Wednesday, October 26, 2022
The tenth plague, the eagle, and the rock
Another way of saying the tenth plague founded the Jewish people is that the tenth plague founded monotheism; or, that the tenth plague is an allegory for the foundations of monotheism in much the way the story of the Black Plague is an allegory of capitalism emerging for itself by strangling the slumbering figure of medieval feudalism in its bedclothes. After violently suppressing the baroque polytheism of traditional Egyptian religion, Aton monotheism was itself violently suppressed. The unavoidable mutuality of life, of all lives, respirant and inert, necessitates that we are, together, forever engaged in the negotiation of what constitutes the domain of what is permissible, of socially acceptable pleasures and the means of their satisfaction.
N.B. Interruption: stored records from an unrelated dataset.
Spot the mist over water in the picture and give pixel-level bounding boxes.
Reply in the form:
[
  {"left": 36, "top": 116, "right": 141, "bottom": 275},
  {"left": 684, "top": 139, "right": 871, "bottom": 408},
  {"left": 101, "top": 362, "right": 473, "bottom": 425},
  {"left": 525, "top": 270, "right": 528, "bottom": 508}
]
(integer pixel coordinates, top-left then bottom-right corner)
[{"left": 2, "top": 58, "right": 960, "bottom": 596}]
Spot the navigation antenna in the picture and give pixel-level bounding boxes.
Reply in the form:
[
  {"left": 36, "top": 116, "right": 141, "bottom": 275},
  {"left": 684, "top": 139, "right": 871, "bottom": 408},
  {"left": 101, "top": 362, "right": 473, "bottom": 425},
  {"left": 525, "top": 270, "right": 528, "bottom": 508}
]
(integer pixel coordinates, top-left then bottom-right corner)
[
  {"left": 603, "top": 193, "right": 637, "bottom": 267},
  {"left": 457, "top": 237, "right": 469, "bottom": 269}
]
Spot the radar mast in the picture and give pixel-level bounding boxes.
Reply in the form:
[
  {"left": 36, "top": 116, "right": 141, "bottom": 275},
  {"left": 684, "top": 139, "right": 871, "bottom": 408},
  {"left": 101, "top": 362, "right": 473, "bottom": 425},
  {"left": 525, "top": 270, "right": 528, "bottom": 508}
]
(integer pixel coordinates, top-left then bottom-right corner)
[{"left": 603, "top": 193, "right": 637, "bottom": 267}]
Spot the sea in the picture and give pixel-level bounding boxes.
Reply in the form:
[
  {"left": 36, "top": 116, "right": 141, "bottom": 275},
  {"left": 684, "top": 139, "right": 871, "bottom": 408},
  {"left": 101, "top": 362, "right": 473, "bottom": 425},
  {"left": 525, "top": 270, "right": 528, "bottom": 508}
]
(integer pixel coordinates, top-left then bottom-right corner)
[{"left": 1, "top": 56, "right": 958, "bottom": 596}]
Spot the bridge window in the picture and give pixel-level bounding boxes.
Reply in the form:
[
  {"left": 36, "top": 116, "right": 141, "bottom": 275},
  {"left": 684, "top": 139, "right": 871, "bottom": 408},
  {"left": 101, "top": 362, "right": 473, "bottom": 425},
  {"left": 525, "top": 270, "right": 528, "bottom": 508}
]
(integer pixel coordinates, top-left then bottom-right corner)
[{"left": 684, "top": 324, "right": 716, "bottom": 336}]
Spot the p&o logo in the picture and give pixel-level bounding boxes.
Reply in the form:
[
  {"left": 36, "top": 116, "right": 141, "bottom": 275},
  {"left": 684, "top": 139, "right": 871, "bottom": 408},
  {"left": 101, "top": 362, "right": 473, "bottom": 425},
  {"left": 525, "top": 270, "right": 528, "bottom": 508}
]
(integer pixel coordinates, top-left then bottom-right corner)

The concept of God is one way of conceiving a mutually acceptable end to our desires, the ultimate form of their satisfaction, the form through which all desires will be sated. Still, if for we sorry creatures, satisfaction is something can never be attained–indeed, if the impossibility of satisfaction is the condition that sustains those of us cursed with desire, those who necessarily consign themselves to a world that is soaked in pain, is our dissatisfaction with the stories not part of the design? It this not why we seek, but also why we rest? Is this not the lesson in the rock?
What little scholars have been able to discern about the historical suppression of the Sun God and his preservation among the Hebrews who fled from Egypt to Canaan invites us to consider the relationship between the eagle and the rock, between all that is solid and that refuses to give, and all of those things that will not yield. Of pleasure, happiness, and the desire to remain still. “The eagle that has his young look into the sun and requires that they should not be dazzled by its light is behaving, then, like a descendent of the sun, submitting his children to the ancestral trial. And when Schreber lays claim to being able to being able to look into the sun unpunished and without being dazzled he has retrieved the mythological expression for his filial relationship to the sun as a symbol of the father.” Schreber knew these things; Schreber tried to tell us. God the father, God the son, God the holy spirit: three and one and one and three. All is ephemeral but ephemerality takes different guises. All endings are beginnings. All beginnings are endings, but nothing ever really ends.
People once killed each other over these things. People are still killing each other over these things. On the Mississippi, the eagles are dying of lead poisoning. In Palestine, in Lebanon, in Syria, much the same might be said.